The refactoring team now knows: they can't just refactor auth in isolation. They need to consider the downstream impacts. They need to coordinate with the teams using it. They can't assume they understand all the use cases.

This prevents the most common refactoring failure: you fix the module in isolation and break something you didn't know was depending on it. With this context, you can refactor with confidence.

Verification: Confirming the Structural Problem Actually Resolved

The refactoring is done. The PR is merged. The complexity metrics have improved. Does this actually solve the problem?

Glue lets you verify. You ask: "Post-refactoring, what changed in the auth system? Is the structural issue resolved, or did we move the complexity somewhere else?"

You look at the new metrics:

  • Complexity: was 8.5, now 6.5 (good)
  • Coupling: was high across five modules, now isolated to three (good)
  • Change frequency: was volatile with different owners, now more stable (good)
  • Maintenance load: you can check in three months, as teams rebase on the new code

But here's the deeper verification: you also look at the downstream effects. Did the teams depending on auth actually spend less time on maintenance? Did the refactoring enable the blocked roadmap work?

If the answer is yes, the debt remediation was successful. If the answer is no ( - teams are still struggling with auth integration), then the refactoring fixed the code but not the underlying problem. Maybe auth needed better documentation. Maybe it needed better interfaces. Maybe the upstream teams needed to change how they use it.

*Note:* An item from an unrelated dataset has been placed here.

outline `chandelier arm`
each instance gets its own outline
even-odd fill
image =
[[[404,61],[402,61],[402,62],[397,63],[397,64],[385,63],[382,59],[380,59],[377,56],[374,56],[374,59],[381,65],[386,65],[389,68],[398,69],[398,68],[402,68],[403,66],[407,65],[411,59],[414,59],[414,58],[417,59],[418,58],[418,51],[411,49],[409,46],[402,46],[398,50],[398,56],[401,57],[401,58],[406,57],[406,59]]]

This feedback loop is critical. It tells you whether your debt reduction strategy is actually working or if you're just chasing technical metrics.

Results

Teams that implement systematic technical debt management see three outcomes:

First, they ship faster. Debt that blocks roadmap work gets fixed systematically. You don't have implicit technical constraints on your feature roadmap anymore. Features take longer than they should to implement because you're fighting bad code, and you fix the bad code once you notice it. With systematic management, you fix the bad code before it becomes a bottleneck.

Second, their architecture stays coherent. When you're verifying that refactors actually improved things, you're forcing architectural thinking. You're not just writing code, you're maintaining system health. Over time, this compounds. Your codebase doesn't drift as far from its original architecture.

Third, they build more accurate product roadmaps. Instead of discovering constraints during feature work ("We can't ship this feature because the auth system is fragile"), you discover them during planning. You know which parts of the codebase are debt time-bombs. You can either avoid them or plan to fix them before depending on them.

Technical debt management is not a separate activity. It's a product activity. Better debt management means better product velocity.


Frequently Asked Questions

Q: How do we decide which metrics matter? Should we optimize for complexity, coupling, duplication, or change frequency?

A: Don't optimize for any single metric. Use them all. Glue shows you all of them. The pattern that matters is when they correlate. High complexity plus high coupling plus high change frequency plus multiple owners = serious problem. High complexity alone = might not matter. Use the metrics as flags, not scorecard.

Q: What if teams disagree on whether debt should be fixed? Engineering thinks the auth system is critical, product thinks we should build features.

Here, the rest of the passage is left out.